# tradeworks 150/170



## doctors11 (May 17, 2010)

Does anyone know if either of these will take the new rac x fine finish tips from Graco? Any experience spraying with these?


----------



## jack pauhl (Nov 10, 2008)

doctors11 said:


> Does anyone know if either of these will take the new rac x fine finish tips from Graco? Any experience spraying with these?


oh yeah! That is one nice pump. I use one constantly, the 150. RAC5, RACX and any FFT. Believe it or not, the 150 is my go to pump as long as the job is around 5 gallons or less.


----------



## Workaholic (Apr 17, 2007)

jack pauhl said:


> . Believe it or not, the 150 is my go to pump as long as the job is around 5 gallons or less.


That is not much of a sales pitch to me.


----------



## jack pauhl (Nov 10, 2008)

Workaholic said:


> That is not much of a sales pitch to me.


haha well... I mean... come on... its a project pump that I have been trying to burn out since May of last year. Graco gave it to me and said burn it out, keep us posted. 

If I hooked one up for you and hid the pump out of sight and noise, you wouldnt know you were using a small project pump. I should say I only use it for trim and door type work. It always has a FFT on it. 

Keep the SG3 gun lubed and all is good. 16 lbs and a snap to clean and change color.


----------



## jack pauhl (Nov 10, 2008)

Workaholic said:


> That is not much of a sales pitch to me.


I'm selling them for $299 to PT members. Its a steal!


----------



## Workaholic (Apr 17, 2007)

jack pauhl said:


> haha well... I mean... come on... its a project pump that I have been trying to burn out since May of last year. Graco gave it to me and said burn it out, keep us posted.
> 
> If I hooked one up for you and hid the pump out of sight and noise, you wouldnt know you were using a small project pump. I should say I only use it for trim and door type work. It always has a FFT on it.
> 
> Keep the SG3 gun lubed and all is good. 16 lbs and a snap to clean and change color.

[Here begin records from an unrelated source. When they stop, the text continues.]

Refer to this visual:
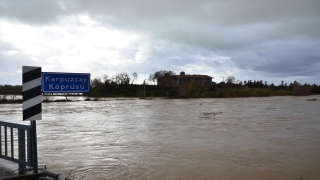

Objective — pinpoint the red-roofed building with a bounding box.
[158,71,212,87]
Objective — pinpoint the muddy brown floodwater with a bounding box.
[0,96,320,180]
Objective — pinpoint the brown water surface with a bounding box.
[0,96,320,180]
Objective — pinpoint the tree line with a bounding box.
[0,70,320,98]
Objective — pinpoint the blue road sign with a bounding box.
[42,72,90,93]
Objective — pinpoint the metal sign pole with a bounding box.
[22,66,42,173]
[31,121,38,173]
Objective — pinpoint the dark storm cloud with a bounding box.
[0,0,320,84]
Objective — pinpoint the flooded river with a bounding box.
[0,96,320,180]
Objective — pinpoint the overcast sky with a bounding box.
[0,0,320,85]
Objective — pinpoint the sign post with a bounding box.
[22,66,42,173]
[22,66,90,173]
[42,72,90,93]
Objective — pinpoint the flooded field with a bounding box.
[0,96,320,180]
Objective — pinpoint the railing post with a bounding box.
[31,121,38,173]
[0,126,2,155]
[4,126,8,156]
[10,127,14,158]
[18,129,26,171]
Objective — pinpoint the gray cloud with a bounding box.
[0,0,320,84]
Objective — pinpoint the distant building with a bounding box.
[158,71,212,87]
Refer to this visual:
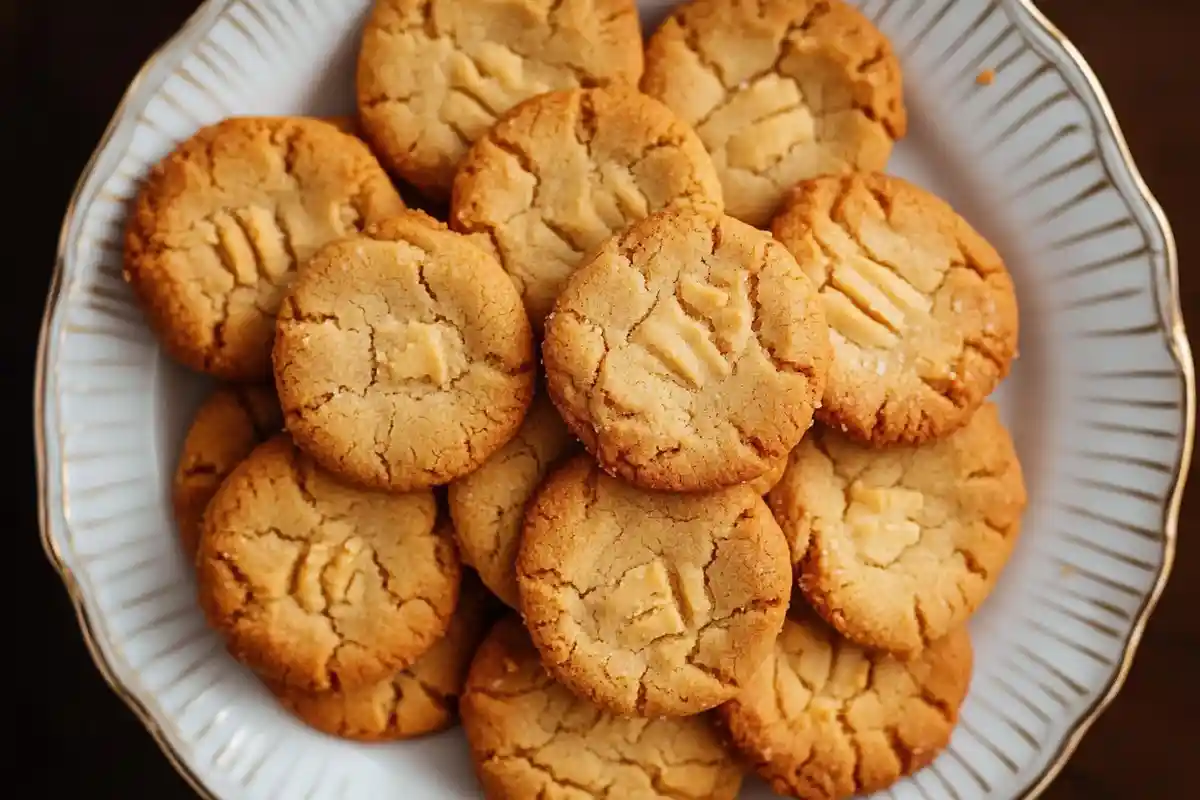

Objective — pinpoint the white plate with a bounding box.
[35,0,1195,800]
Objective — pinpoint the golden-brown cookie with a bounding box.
[718,614,972,800]
[517,455,792,716]
[172,386,283,559]
[450,86,721,327]
[125,116,404,380]
[746,456,787,494]
[448,392,576,608]
[642,0,907,225]
[542,207,830,492]
[196,434,460,691]
[358,0,642,196]
[462,616,742,800]
[275,211,534,491]
[772,174,1018,445]
[319,114,362,136]
[770,403,1026,656]
[268,572,490,741]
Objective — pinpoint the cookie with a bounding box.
[746,456,787,494]
[770,403,1026,656]
[320,114,362,136]
[358,0,642,196]
[642,0,907,227]
[446,393,576,608]
[542,207,830,492]
[772,174,1018,445]
[718,615,973,800]
[125,116,404,381]
[269,568,488,741]
[450,86,721,327]
[172,386,283,558]
[462,616,742,800]
[517,455,792,716]
[275,211,534,491]
[197,434,460,691]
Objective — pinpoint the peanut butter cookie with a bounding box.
[642,0,907,227]
[772,174,1018,445]
[718,615,973,800]
[172,386,283,559]
[770,403,1026,656]
[542,206,830,492]
[125,116,404,381]
[462,616,742,800]
[197,434,460,691]
[448,393,576,608]
[450,86,721,329]
[517,455,792,716]
[746,457,787,494]
[275,211,534,491]
[268,568,488,741]
[358,0,642,196]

Yeah I seen it on your blog about 8 months ago. What is the max hose length on that diy pump?

If graco sent me a free one to burn up I would do the same thing you are and let it be a trim sprayer and for a ceiling here and a ceiling there. 

What is the cost for a new one?


----------



## Workaholic (Apr 17, 2007)

jack pauhl said:


> I'm selling them for $299 to PT members. Its a steal!


I'll take six of them.


----------



## jack pauhl (Nov 10, 2008)

Workaholic said:


> Yeah I seen it on your blog about 8 months ago. What is the max hose length on that diy pump?
> 
> If graco sent me a free one to burn up I would do the same thing you are and let it be a trim sprayer and for a ceiling here and a ceiling there.
> 
> What is the cost for a new one?


I dont sell them. They are $299 at SW and the X5 at HD for $299 is the same thing, different body. They run hot in the summer and will shut down. I modified mine by sticking a PC fan on the backend of the motor housing. Easy fix, cost under $12 to do. The fan only moves when the pump strokes and lacks good cooling. By having a steady ON fan when the unit is plugged in, that fixes that issue. No one likes down time waiting 5 mins to cool out. It was 90 in the house when it quit on me. So I figured I would address the issue and not worry about it thru the summer.

Max in spec is 75' but 100 works too.


----------



## Workaholic (Apr 17, 2007)

jack pauhl said:


> I dont sell them. They are $299 at SW and the X5 at HD for $299 is the same thing, different body. They run hot in the summer and will shut down. I modified mine by sticking a PC fan on the backend of the motor housing. Easy fix, cost under $12 to do. The fan only moves when the pump strokes and lacks good cooling. By having a steady ON fan when the unit is plugged in, that fixes that issue. No one likes down time waiting 5 mins to cool out. It was 90 in the house when it quit on me. So I figured I would address the issue and not worry about it thru the summer.
> 
> Max in spec is 75' but 100 works too.


I know you don't sell them, if you did you would be tanking at it right now because none of the things you mentioned made me think I should buy one. :jester:

I was just curious. 

To the OP spend four hundred more up front for a Titan 440 and you will still be using it in five years. I have no doubt that the rig will run the FF tips without problems.


----------



## jack pauhl (Nov 10, 2008)

Workaholic said:


> I know you don't sell them, if you did you would be tanking at it right now because none of the things you mentioned made me think I should buy one. :jester:
> 
> I was just curious.
> 
> To the OP spend four hundred more up front for a Titan 440 and you will still be using it in five years. I have no doubt that the rig will run the FF tips without problems.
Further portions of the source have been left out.